Face à ce tableau alarmant, les sénateurs identifient plusieurs causes structurelles. Ils pointent d’abord une « allocation trop rigide » des capacités de contrôle, incapable de s’adapter finement aux variations saisonnières et quotidiennes du trafic. À cette rigidité organisationnelle s’ajoutent une inquiétante « obsolescence de l’architecture technique » et une formation initiale jugée trop longue comparativement aux standards européens.

Choc démographique

Plus préoccupant encore, le rapport met en exergue un « choc démographique » imminent de la DSNA, avec le départ à la retraite anticipé de 30% des effectifs de contrôleurs prévus entre 2029 et 2035. Si aucune mesure corrective n’est déployée rapidement, la France pourrait alors devenir un « point de blocage majeur du ciel européen ».
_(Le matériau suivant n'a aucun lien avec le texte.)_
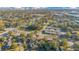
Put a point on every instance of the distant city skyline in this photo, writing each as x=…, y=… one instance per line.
x=39, y=3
Pour redresser la barre, le sénateur Vincent Capo-Canellas plaide pour la conclusion d’un « pacte de confiance et de responsabilité ». Le rapport préconise ainsi une hausse immédiate et massive des embauches de contrôleurs aériens, un raccourcissement significatif des délais de formation, ainsi qu’un effort accru de productivité. Ces recrutements d’urgence seraient financés par le dynamisme des redevances acquittées par les compagnies aériennes, en l’échange d’engagements fermes sur la qualité de service.

Une réforme « en profondeur » engagée par le ministère

Présent au congrès de la Fédération nationale de l’aviation et de ses métiers (Fnam) ce mercredi 1er juillet, le ministre des Transports, Philippe Tabarot, n’a pas éludé la réalité de la crise. Tout en concédant que le contrôle français n’était pas à la hauteur, il a tenu à rassurer sur la trajectoire en cours. « J’ai engagé une vraie réforme en profondeur avec nos équipes, notamment avec les recrutements, une plus grande flexibilité […] et puis une transformation de l’organisation du travail. »

Selon le ministre, ces efforts porteraient déjà leurs fruits : lors des cinq premiers mois de l’année 2026, les retards auraient chuté de 35% par rapport à « l’annus horribilis » de 2025, et ce malgré l’atteinte d’un niveau de trafic record enregistré au mois de juin. Une embellie qu’il faudra réussir à consolider pour affronter la baisse massive des effectifs à venir.